Common Weaknesses and Our Responses:
- Computational Efficiency and Scalability: (Reviewer
botx,mbnW)- Several reviewers expressed concerns regarding the computational efficiency and scalability of our method. We have addressed this by elaborating on how our use of the attention mechanism and front-door adjustment reduces complexity from exponential to quasi-linear levels, ensuring efficient causal interventions suitable for real-world applications.
- Visualization of Prediction Results: (Reviewer
botx,nGNj)- Reviewers suggested including more visualizations of prediction results, even in supplementary material. We have updated our paper to include zoomed-in versions of local details for different datasets, re-arranged the layout for better readability, and added more comprehensive visualizations for additional datasets, backbones, and augmentation methods. These enhancements will be included in the appendix upon acceptance.
- Clarification on Causality and Interpretability: (Reviewer
mbnW,s4LS,)- The relationship between causality, interpretability, and their impact on generalization capabilities when dealing with uneven and insufficient data collection was pointed out as lacking. We have enriched our discussion by citing more relevant literature and providing a detailed explanation of how our approach leverages self-supervision and inpainting to dynamically address biased areas, thereby achieving robust causal discovery and interpretability.

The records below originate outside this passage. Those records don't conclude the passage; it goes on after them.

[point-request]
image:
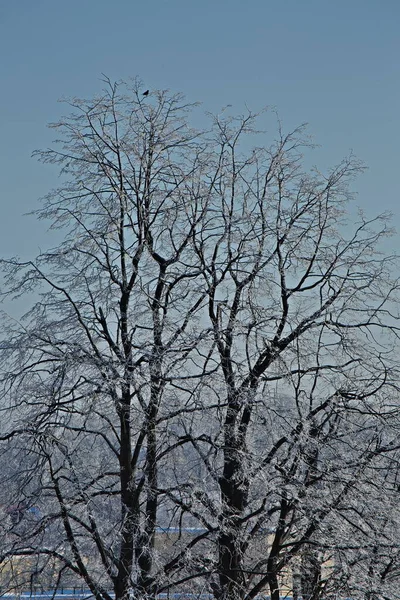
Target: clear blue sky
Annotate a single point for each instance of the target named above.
(334, 64)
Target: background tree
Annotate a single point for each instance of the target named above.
(211, 353)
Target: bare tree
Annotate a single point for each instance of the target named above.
(206, 384)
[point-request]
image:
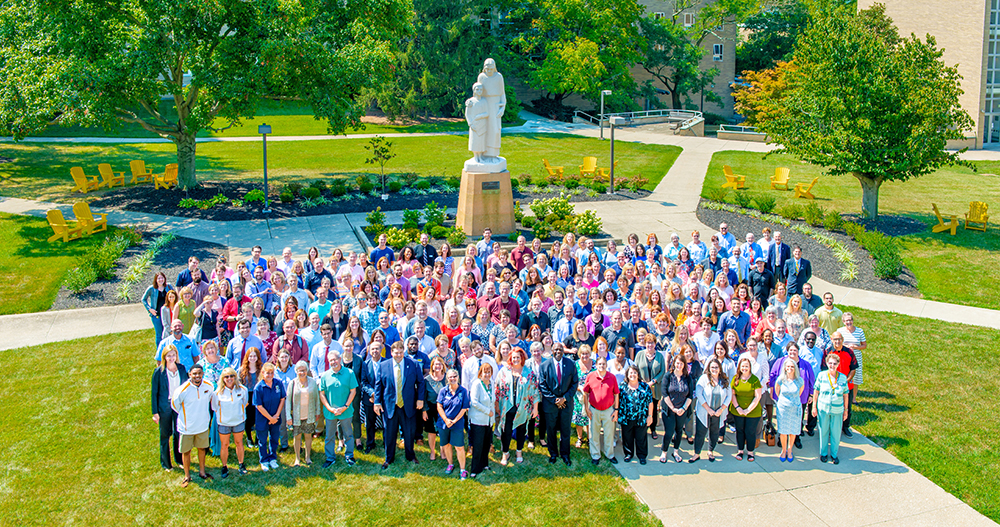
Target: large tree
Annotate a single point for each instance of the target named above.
(858, 99)
(105, 62)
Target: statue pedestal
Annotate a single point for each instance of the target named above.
(485, 200)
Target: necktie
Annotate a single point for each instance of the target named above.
(399, 385)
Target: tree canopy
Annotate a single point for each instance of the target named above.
(104, 62)
(858, 99)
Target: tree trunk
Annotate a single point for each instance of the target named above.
(186, 177)
(869, 194)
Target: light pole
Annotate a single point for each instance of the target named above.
(263, 130)
(616, 120)
(603, 93)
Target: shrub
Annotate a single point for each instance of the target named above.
(742, 199)
(813, 214)
(456, 237)
(254, 195)
(588, 223)
(832, 221)
(789, 211)
(439, 232)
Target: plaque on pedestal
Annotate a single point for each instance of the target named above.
(485, 200)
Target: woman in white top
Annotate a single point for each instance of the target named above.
(481, 418)
(233, 400)
(302, 409)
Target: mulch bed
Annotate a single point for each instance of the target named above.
(146, 199)
(824, 264)
(171, 260)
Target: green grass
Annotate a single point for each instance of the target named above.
(285, 118)
(80, 447)
(929, 397)
(956, 269)
(33, 269)
(42, 171)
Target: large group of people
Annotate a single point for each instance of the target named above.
(497, 344)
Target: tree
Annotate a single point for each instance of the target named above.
(860, 100)
(671, 52)
(105, 62)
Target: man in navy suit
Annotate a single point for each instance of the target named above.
(798, 271)
(399, 395)
(777, 255)
(558, 383)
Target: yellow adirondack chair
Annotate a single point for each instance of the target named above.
(139, 172)
(942, 226)
(978, 214)
(110, 178)
(780, 178)
(555, 172)
(167, 179)
(61, 228)
(86, 218)
(733, 181)
(802, 191)
(82, 182)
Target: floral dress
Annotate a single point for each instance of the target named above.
(579, 414)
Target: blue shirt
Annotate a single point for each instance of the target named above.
(268, 397)
(187, 350)
(452, 404)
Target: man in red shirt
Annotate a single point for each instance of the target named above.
(602, 392)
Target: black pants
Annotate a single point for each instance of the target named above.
(558, 420)
(168, 427)
(635, 442)
(394, 423)
(746, 432)
(509, 431)
(480, 437)
(673, 428)
(700, 431)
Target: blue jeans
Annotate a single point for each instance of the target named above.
(267, 439)
(831, 425)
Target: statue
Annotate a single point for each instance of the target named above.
(484, 132)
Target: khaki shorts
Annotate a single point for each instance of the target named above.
(193, 441)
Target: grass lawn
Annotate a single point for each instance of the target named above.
(285, 118)
(42, 171)
(939, 261)
(33, 269)
(81, 444)
(929, 397)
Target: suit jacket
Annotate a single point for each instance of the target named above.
(160, 389)
(385, 387)
(797, 280)
(549, 385)
(782, 252)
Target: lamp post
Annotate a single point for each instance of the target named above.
(603, 93)
(263, 130)
(615, 121)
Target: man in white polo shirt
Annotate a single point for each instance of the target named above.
(192, 402)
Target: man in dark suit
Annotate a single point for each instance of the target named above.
(777, 255)
(399, 395)
(798, 271)
(558, 383)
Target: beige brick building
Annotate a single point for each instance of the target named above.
(969, 33)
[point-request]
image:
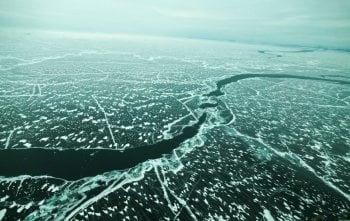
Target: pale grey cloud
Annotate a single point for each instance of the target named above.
(312, 22)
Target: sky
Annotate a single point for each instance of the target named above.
(316, 23)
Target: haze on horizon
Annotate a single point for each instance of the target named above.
(314, 23)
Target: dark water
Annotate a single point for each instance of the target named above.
(74, 164)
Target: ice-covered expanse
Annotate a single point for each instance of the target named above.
(233, 131)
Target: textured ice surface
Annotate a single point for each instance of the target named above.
(274, 145)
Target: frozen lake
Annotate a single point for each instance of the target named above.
(105, 127)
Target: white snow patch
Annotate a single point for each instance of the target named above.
(268, 216)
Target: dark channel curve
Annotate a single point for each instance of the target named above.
(221, 83)
(74, 164)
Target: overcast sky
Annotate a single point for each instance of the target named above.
(323, 23)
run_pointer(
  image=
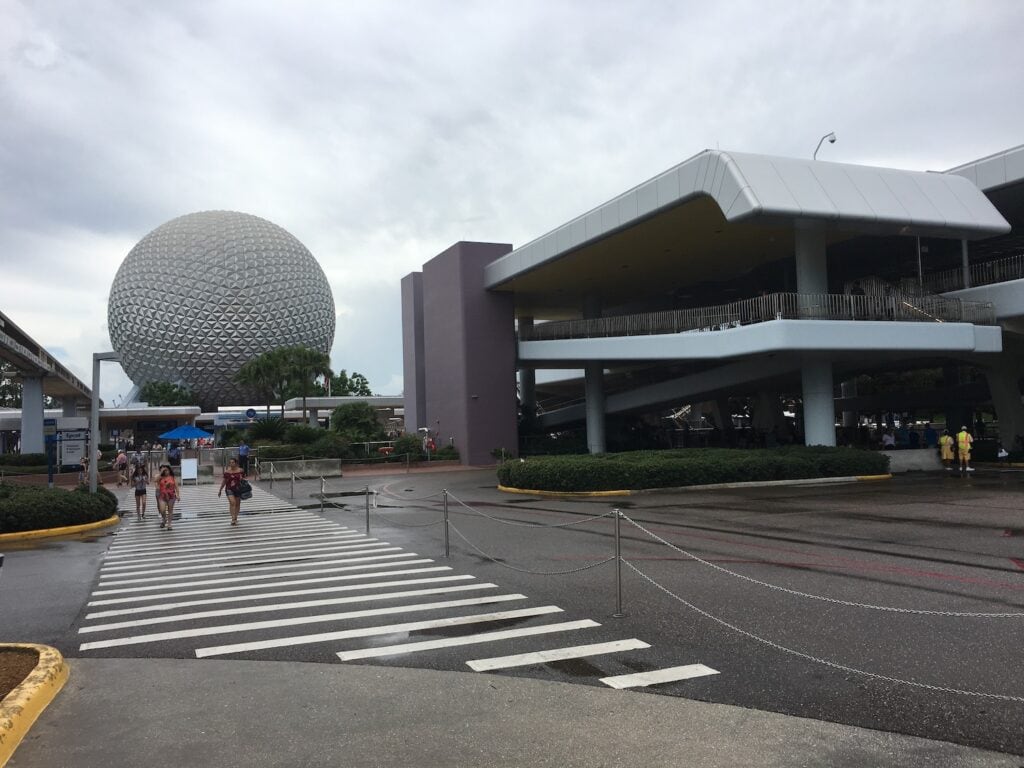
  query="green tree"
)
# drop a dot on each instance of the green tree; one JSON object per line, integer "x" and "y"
{"x": 166, "y": 393}
{"x": 357, "y": 422}
{"x": 343, "y": 384}
{"x": 304, "y": 366}
{"x": 264, "y": 374}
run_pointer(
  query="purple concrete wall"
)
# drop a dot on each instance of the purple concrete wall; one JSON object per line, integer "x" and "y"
{"x": 412, "y": 344}
{"x": 469, "y": 352}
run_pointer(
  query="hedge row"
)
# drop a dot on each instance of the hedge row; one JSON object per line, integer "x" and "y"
{"x": 34, "y": 508}
{"x": 653, "y": 469}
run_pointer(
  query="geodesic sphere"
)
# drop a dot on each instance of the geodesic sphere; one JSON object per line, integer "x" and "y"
{"x": 207, "y": 292}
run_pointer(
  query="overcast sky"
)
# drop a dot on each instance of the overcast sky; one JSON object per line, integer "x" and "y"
{"x": 379, "y": 133}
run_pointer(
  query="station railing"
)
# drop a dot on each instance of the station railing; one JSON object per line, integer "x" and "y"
{"x": 897, "y": 307}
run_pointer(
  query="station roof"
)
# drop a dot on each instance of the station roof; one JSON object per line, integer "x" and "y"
{"x": 720, "y": 214}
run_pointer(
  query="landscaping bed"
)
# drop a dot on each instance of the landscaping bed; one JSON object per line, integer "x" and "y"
{"x": 33, "y": 508}
{"x": 15, "y": 664}
{"x": 677, "y": 468}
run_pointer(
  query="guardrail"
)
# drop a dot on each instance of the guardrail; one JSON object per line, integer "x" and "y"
{"x": 986, "y": 273}
{"x": 896, "y": 307}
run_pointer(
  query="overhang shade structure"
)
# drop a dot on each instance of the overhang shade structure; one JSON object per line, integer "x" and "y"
{"x": 721, "y": 213}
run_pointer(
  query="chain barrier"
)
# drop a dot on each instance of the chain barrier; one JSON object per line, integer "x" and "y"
{"x": 833, "y": 600}
{"x": 531, "y": 524}
{"x": 817, "y": 659}
{"x": 526, "y": 570}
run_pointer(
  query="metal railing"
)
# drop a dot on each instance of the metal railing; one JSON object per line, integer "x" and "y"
{"x": 986, "y": 273}
{"x": 899, "y": 307}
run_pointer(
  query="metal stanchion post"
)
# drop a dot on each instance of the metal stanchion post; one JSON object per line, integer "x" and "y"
{"x": 444, "y": 497}
{"x": 619, "y": 567}
{"x": 368, "y": 510}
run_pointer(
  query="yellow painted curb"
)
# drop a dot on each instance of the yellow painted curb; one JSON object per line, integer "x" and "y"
{"x": 19, "y": 709}
{"x": 44, "y": 532}
{"x": 564, "y": 494}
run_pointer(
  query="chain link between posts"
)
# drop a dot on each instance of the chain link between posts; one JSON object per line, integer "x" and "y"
{"x": 531, "y": 524}
{"x": 833, "y": 600}
{"x": 817, "y": 659}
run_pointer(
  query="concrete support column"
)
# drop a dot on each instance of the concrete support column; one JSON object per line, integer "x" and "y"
{"x": 819, "y": 403}
{"x": 849, "y": 389}
{"x": 595, "y": 408}
{"x": 32, "y": 415}
{"x": 965, "y": 265}
{"x": 527, "y": 379}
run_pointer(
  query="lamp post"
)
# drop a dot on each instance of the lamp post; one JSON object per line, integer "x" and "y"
{"x": 832, "y": 140}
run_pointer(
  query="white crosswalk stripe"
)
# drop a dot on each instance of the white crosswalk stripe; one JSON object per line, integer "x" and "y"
{"x": 281, "y": 564}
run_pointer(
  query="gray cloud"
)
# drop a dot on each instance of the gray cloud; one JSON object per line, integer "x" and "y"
{"x": 379, "y": 133}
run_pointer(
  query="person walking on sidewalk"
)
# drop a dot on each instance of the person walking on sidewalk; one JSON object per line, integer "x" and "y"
{"x": 946, "y": 446}
{"x": 167, "y": 493}
{"x": 231, "y": 484}
{"x": 964, "y": 440}
{"x": 139, "y": 479}
{"x": 244, "y": 458}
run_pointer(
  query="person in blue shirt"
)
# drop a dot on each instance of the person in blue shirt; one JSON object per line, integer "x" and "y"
{"x": 244, "y": 458}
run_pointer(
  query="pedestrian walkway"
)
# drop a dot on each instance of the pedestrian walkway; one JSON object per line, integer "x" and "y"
{"x": 287, "y": 584}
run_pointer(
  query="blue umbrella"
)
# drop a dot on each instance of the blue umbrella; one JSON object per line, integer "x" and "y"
{"x": 186, "y": 432}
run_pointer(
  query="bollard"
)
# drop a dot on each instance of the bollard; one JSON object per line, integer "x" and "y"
{"x": 619, "y": 568}
{"x": 444, "y": 497}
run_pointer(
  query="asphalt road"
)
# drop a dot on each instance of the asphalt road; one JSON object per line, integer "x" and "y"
{"x": 914, "y": 544}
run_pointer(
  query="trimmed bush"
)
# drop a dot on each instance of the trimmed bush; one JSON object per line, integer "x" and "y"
{"x": 653, "y": 469}
{"x": 36, "y": 508}
{"x": 23, "y": 460}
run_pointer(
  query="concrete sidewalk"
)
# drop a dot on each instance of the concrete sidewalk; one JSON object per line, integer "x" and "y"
{"x": 159, "y": 713}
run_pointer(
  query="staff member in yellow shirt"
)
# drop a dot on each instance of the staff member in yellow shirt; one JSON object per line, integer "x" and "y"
{"x": 964, "y": 440}
{"x": 946, "y": 446}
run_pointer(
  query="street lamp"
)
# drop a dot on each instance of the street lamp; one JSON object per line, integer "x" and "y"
{"x": 832, "y": 140}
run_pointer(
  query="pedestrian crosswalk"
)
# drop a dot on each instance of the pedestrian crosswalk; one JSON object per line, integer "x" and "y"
{"x": 288, "y": 584}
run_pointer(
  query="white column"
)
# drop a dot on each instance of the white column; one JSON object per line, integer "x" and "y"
{"x": 819, "y": 403}
{"x": 32, "y": 415}
{"x": 595, "y": 408}
{"x": 812, "y": 278}
{"x": 594, "y": 388}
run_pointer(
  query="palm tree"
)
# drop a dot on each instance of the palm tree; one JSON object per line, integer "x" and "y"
{"x": 264, "y": 374}
{"x": 304, "y": 367}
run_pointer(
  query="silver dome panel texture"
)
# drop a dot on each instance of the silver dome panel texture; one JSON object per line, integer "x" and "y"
{"x": 206, "y": 292}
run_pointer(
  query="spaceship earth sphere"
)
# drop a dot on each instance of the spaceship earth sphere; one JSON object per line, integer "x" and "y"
{"x": 201, "y": 295}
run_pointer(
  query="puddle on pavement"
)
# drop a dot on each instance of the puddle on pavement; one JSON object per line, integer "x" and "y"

- Comparison with NuwaDynamics: (Reviewer
s4LS,)- Reviewers noted the need for a more direct comparison with NuwaDynamics using the same settings. We have aligned our experimental setup with NuwaDynamics and provided additional experiments to highlight our method's superior performance with fewer sequences, demonstrating the efficiency and quality of CaPaint.
Additional Improvements:
- Typographical Corrections: We have corrected the typo in the abstract where front-door adjustment was incorrectly referred to as back-door adjustment.
- Detailed Methodological Clarifications: We have provided more detailed descriptions on the synthesis of spatio-temporal data into coherent sequences and included additional experiments to substantiate the improvements in quality and efficiency of generation.
In conclusion, we are grateful for the positive feedback and constructive criticisms provided by the reviewers. Your comments have been invaluable in helping us improve our manuscript. We believe that the revisions and additional experiments we have incorporated address the concerns raised and enhance the overall quality and clarity of our work.
Thank you once again for your detailed and thoughtful reviews. We look forward to your continued feedback and hope our revised submission meets your expectations.
Warm regards,
Authors
We thank the authors for their submission. Reviewers agreed that the work is a novel and thoroughly examined way to incorporate causal assumptions into spatiotemporal models and imputation. Reviewers also appreciated the additional experimental results directly comparing the proposed CaPaint and Nuwa methods.